I have seen joy in unlikely people and places. Not long ago, when the city pool where I swim was undergoing renovation of its locker rooms, the city had port-a-potties installed, and I remember several mornings leaving the pool as the guy whose job it was to service the port-a-potties was about his work. And he was joyous, in how he greeted people and how he acted. Cleaning port-a-potties before dawn. One of the people who runs the front desk at that pool is far happier than anyone should be expected to be at that early hour, anywhere, much less working a front desk. “Peace and love,” she shouts with a smile to you as you leave. They choose the joy they were made for.
About 20 years ago, I was working at a small university in Mississippi as the sports information director and de facto public affairs officer for the school. One of the things I did was send a weekly email to everyone on campus about what sporting events were coming up. I remember one time, after seeing the school’s theater group put on a show, I put this reflection into my weekly e-mail (paraphrased; my record-keeping is worse than my memory):
There are lots of reasons to go to a sporting event or to a live musical performance, and there are lots of reasons not to. Go to one this week though, for this reason. What I saw at the show last week that grabbed my attention more than the songs themselves was the look on the faces of the performers. They said, not with their words but with the way they performed, that they had done everything they could to prepare for their role, they knew they had the talent to do it well, and they knew they were on the top of their game.
I recognized that look, because I see it in our athletes in the midst of competitioon.That look of joy is one you only really see in theater and sports. But it does us good to get to witness it. Maybe it will rub off, even.
One of the things that makes The Greatest Showman attractive is the joy with which the performers deliver it. The songs certainly have the energy to set them up for that, and the storyline is joyful even despite the challenges characters face. Since the actors are playing performers, they have not only the freedom but the mandate to depict the joy of performing as an expression of the best possible versions of themselves.
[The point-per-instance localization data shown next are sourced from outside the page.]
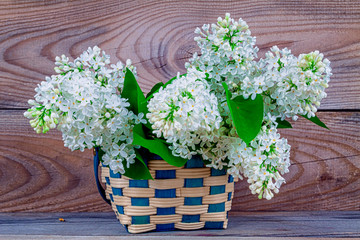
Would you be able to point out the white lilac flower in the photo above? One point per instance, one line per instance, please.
(183, 111)
(227, 55)
(298, 82)
(84, 101)
(289, 86)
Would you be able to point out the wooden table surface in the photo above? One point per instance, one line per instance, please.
(242, 225)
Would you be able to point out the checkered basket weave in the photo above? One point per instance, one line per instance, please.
(186, 198)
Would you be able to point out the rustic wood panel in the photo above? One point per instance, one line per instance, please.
(242, 225)
(38, 174)
(158, 37)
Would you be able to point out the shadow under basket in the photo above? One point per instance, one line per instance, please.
(184, 198)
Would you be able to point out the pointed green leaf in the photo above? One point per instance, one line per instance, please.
(283, 123)
(316, 120)
(158, 147)
(167, 83)
(133, 93)
(138, 170)
(246, 114)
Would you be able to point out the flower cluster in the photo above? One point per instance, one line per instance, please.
(292, 85)
(227, 55)
(183, 112)
(83, 100)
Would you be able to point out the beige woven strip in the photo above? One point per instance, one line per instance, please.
(216, 180)
(124, 219)
(213, 217)
(166, 202)
(139, 228)
(125, 177)
(193, 173)
(122, 200)
(225, 224)
(192, 192)
(216, 198)
(105, 171)
(108, 189)
(139, 210)
(192, 209)
(229, 187)
(103, 180)
(228, 205)
(119, 182)
(139, 192)
(152, 172)
(160, 219)
(189, 226)
(107, 195)
(161, 165)
(113, 206)
(166, 183)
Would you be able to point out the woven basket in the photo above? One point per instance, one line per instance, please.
(186, 198)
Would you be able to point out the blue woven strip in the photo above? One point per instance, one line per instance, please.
(140, 219)
(117, 191)
(120, 209)
(139, 183)
(217, 189)
(216, 172)
(194, 162)
(190, 218)
(165, 227)
(229, 196)
(217, 207)
(139, 201)
(165, 193)
(214, 225)
(165, 174)
(165, 211)
(194, 182)
(193, 201)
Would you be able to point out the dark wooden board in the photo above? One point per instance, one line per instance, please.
(158, 37)
(261, 225)
(39, 175)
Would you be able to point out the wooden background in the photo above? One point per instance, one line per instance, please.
(37, 174)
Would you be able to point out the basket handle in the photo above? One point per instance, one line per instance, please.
(96, 172)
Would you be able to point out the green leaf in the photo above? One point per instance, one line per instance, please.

Making movies is, I bet, pretty soul-sucking, tedious work. I spent an entire 8-hour day once filming a 30-second commercial, and I was ready to crawl into a hole at the end of that day. But there are a couple of videos released by 20th Century Fox in promotion of the movie that show the joy-behind-the-joy.
Look at this one. Focus on the guy who stands up to sing the second verse, just as an example.
Do something that makes you feel like it looks like that guy feels.
Here’s another great one. I like the woman who looks like she’s standing on a table belting it out, but when Benj Pasek high-fives Hugh Jackman, you see the joy of someone who knows he’s birthed a project that’s going to get green-lit.
What faith brings to this discussion is this: We make the claim that the highest joy you can feel, the best-possible-best-possible-version-of-yourself, is in fulfilling the role God has in mind for you to love Him and the people he puts in your path as much as you possibly can, and use what gifts you’ve been given to their fullest. What we say we believe is that there are lots of other ways to be joyful, and they are wonderful, but they exist to give us a hint of a more perfect joy that comes from soaking in the love of the divine Lover.
We say that we believe that. It’s pretty rare that we live that way, though. Instead, we spend a lot of time talking down the lesser joys, pooh-poohing and tsk-tsking silliness rather than offering an even more joyful presence to the world.
It would be great, instead, if we worked on choosing the joy before us and striving for the joy we were made for.